In Bengaluru, Dalit theatre artist Sri Vamsi Matta has so far organised two shows of a food-based performance, Come Eat With Me, that not only creates awareness of cooking practices in Dalit households but also their relationships with food. “With my performance, the idea is to break the notion that we are a ‘marginalised’ group. We are not in the margins. I am having a human experience, and so are you,” he explains.
“Food is a celebration too at Come Eat With Me. It gives me extreme joy to cook the food of my childhood during my performance,” says Matta, who prepares chicken curry and rice, using poppy seeds like his mother used to instead of cashew paste. Cashew nuts were “not my reality”, Matta says, so they found substitutes to replicate their look and texture.
Goody’s recipes—written as poems—don’t have ingredients and cooking methods; they examine food experiences like untouchability, hunger and joothan through Dalit literature. The installation and poem evoke a spectrum of feelings, from joy and nostalgia to guilt and sadness. “I look at it like a digestion of experiences,” says Goody, who is at an art residency programme at Rijksakademie van beeldende kunsten in Amsterdam.

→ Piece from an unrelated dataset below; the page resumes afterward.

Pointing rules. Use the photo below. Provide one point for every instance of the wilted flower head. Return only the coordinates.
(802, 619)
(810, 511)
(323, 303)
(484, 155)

The 31-year-old artist created the installation as a reflection on a 2,000-year-old caste history, its “deep-rooted practices of untouchability”, and to explore how a community’s cuisine takes shape, and the joy it gives. Bhakri, for instance, evokes nostalgia. “I don’t want people to automatically think of something negative when it comes to Dalit cuisine,” she says.
Through his performance, Matta, for instance, reads literature about caste and food, has conversations about the struggle to balance nutrition and taste when one is poor, caste practices in savarna families, food as a metaphor for cultural hierarchy, and the symbolism of considering some ingredients pure and others, impure. Each guest is requested to bring a portion of food from their home. The performance concludes with everyone sitting down to share a meal.

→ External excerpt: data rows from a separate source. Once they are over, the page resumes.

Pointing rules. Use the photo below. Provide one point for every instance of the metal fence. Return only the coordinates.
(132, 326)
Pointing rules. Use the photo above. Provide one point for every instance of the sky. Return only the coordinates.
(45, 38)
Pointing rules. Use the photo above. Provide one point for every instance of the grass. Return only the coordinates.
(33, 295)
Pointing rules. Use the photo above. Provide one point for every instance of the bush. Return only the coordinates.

After doing two shows, Matta says what stands out is the way caste seeps into every household, merging with patriarchal practices. People from savarna families have told him that the dining table can be a minefield of anxiety, with hierarchy and patriarchy dictating who eats first or last, as well as portion sizes. “We need to make space to clear this mess as well,” he says.

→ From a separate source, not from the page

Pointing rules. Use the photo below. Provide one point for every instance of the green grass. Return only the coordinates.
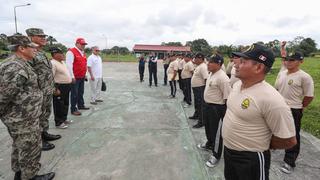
(311, 115)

Goody says her work is not about victimhood. “I am extremely proud of my identity. My work is about respecting our history, bringing it out in different spaces and making people confront it in their own way,” she says.
Food and identity are closely linked. “I am still learning about identifying as Dalit. (Growing up), I was trained not to talk about caste,” says Vinay Kumar, 28, a Bengaluru-based academician who teaches English at Azim Premji University. In 2020, he wrote a piece for Goya Journal about coagulated blood as a delicacy of the Dalit community, while detailing the stark realities of food shortage at home. He wrote, “The only thing worse than actually being poor is someone else finding out you are poor.”
Despite authoring it, Kumar says he avoided reading it for more than a year. “It’s difficult for me to revisit it. To find pride in my identity is a longer journey for me,” he says, but adds that the piece resonated with one of his quietest students. “That is the hope, isn’t it? To create spaces for people to engage with food and caste.”